Ibra terdiam. Keduanya saling tatap dan Anne memutus kontak lebih dulu lalu duduk di sofa. Tubuhnya menghadap jendela kaca, termenung. Ibra memilih mendiamkan Anne, yang selalu butuh waktu untuk diri sendiri sejak Luciano datang di hidup wanita itu.
Keduanya kembali tenggelam dalam keheningan. Sampai kemudian pintu terketuk. Mama Ibra muncul dengan senampan camilan untuk mereka.
"Mama juga membawa seseorang untuk kalian."
Anne dan Ibra menoleh bersamaan. Menatap ke arah pintu. Dan Eshan muncul di belakang mama Ibra. Sungguh saat yang tepat. Mereka baru saja membicarakan pria itu.
***
"Kau diam saja. Apa ada yang kau pikirkan?" Eshan memecah keheningan di antara mereka. Keduanya berada di dalam mobil Eshan, yang hendak mengantar wanita itu pulang.
Saat keduanya pulang dari rumah Ibra bersama-sama, Anne sudah mengambil ponselnya untuk menghubungi sopir, tetapi tiba-tiba dihentikan oleh Eshan. Memaksanya untuk masuk ke dalam mobil pria itu. Ada sesuatu yang perlu mereka bicarakan. Anne sudah menolaknya dan berdalih bahwa ia harus segera pergi. Tetapi tiba-tiba muncul mama Ibra yang malah mendukung Eshan karena hari sudah akan gelap dan tak baik wanita pulang sendirian.

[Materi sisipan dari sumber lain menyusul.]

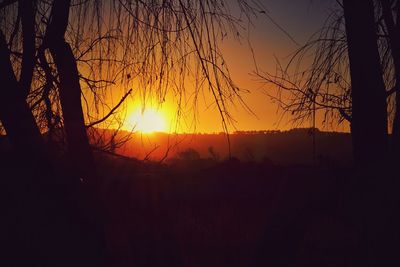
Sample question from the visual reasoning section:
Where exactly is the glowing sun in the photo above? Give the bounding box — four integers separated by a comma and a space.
126, 108, 166, 133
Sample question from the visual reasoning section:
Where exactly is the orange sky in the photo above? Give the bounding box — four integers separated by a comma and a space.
86, 0, 348, 132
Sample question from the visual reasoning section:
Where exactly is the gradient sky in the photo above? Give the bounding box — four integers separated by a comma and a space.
121, 0, 347, 132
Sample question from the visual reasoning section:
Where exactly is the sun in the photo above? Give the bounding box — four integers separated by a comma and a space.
125, 108, 167, 134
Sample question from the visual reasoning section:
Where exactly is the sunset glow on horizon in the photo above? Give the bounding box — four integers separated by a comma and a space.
124, 108, 168, 134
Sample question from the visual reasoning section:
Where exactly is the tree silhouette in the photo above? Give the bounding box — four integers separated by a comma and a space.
0, 0, 261, 266
257, 0, 400, 166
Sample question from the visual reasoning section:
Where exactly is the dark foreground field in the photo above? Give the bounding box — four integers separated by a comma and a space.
1, 154, 394, 266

Di sinilah Anne berakhir, duduk di samping Eshan dan keduanya terjebak lalu lintas yang tak biasa.
Anne menggeleng pelan sebagai jawaban. Alasan Eshan yang mengatakan pria itu ingin bicara hanyalah omong kosong. Setengah jam keduanya berada dalam perjalanan, Eshan sama sekali tak bicara dan Anne sendiri sengaja mempertahankan kesunyian tersebut.
Sedikit banyak Anne mengakui kebenaran kalimat Ibra. Mempertahankan hubungan mereka tetap baik-baik saja setelah pengakuan cinta pria itu yang ia tolak adalah pilihan yang buruk. Keraguan akan keputusannya perlahan merambati dadanya. Sekarang keduanya berada dalam kecanggungan. Anne ingin merasa nyaman dengan momen mereka yang berdua seperti ini, tetapi bayang-bayang ketakutannya pada Luciano seolah menggantung penuh ancaman di atas kepalanya.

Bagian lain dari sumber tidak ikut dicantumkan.